D’un coût de plus de 111 millions F CFA (environ 172 000 euros), cette phase pilote a été exécutée dans cinq centres de santé, à savoir les pédiatries Charles de Gaulle, de Tengandogo, de Bogodogo, de Pissy et de Kossodo. Malgré les difficultés organisationnelles, la circonscription du projet dans la région du Centre, la limitation des ressources, le déplacement des parents d’enfants infectés et l’affectation des médecins soignants, notamment, le coordonnateur du projet, Adama Ouédraogo, pense qu’au regard des résultats qu’il trouve satisfaisants, la vulgarisation du projet sur toute l’étendue du territoire va permettre de réduire encore plus la séroprévalence qui est actuellement de 0,6% au Burkina Faso.

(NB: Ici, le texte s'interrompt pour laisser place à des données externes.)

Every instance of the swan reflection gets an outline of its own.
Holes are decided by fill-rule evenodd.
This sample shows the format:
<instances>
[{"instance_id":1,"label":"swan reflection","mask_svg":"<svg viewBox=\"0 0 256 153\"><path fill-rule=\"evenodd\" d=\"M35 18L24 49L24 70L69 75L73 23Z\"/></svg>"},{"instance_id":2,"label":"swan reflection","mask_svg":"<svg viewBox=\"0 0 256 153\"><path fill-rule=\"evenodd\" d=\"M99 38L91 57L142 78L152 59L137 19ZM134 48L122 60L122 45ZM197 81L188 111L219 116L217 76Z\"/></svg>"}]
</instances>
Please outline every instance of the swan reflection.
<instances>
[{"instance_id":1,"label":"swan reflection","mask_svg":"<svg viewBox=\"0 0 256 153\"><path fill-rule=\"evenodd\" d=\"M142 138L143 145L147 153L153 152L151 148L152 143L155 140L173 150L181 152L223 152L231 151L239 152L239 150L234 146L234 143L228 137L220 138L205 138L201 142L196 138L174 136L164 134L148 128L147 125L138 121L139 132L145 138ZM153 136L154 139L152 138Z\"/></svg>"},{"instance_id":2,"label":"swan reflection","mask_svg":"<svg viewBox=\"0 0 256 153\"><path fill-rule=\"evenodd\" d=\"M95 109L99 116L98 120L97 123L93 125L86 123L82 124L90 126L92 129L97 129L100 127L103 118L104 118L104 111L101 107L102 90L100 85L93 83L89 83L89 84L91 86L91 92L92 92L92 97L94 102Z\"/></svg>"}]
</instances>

« D’ores et déjà, quelques bases sont jetées car la situation est urgente et plusieurs enfants sont toujours en attente d’accompagnement. Avec les bailleurs, nous essayons de mobiliser des fonds pour les accompagner. Nous serons à N’Djamena les jours à venir avec le réseau d’enfants VIH en Afrique, pour faire le point sur la transition avec les bailleurs et voir dans quelle mesure on peut poursuivre le plaidoyer pour davantage mobiliser les ressources », confie M. Ouédraogo. Et pour ceux qui n’auront pas la prise en charge complète à l’issue de la phase pilote, le coordonnateur préconise qu’au moins deux pairs éducateurs formés soient installés dans les différentes régions par l’Etat pour les accompagner.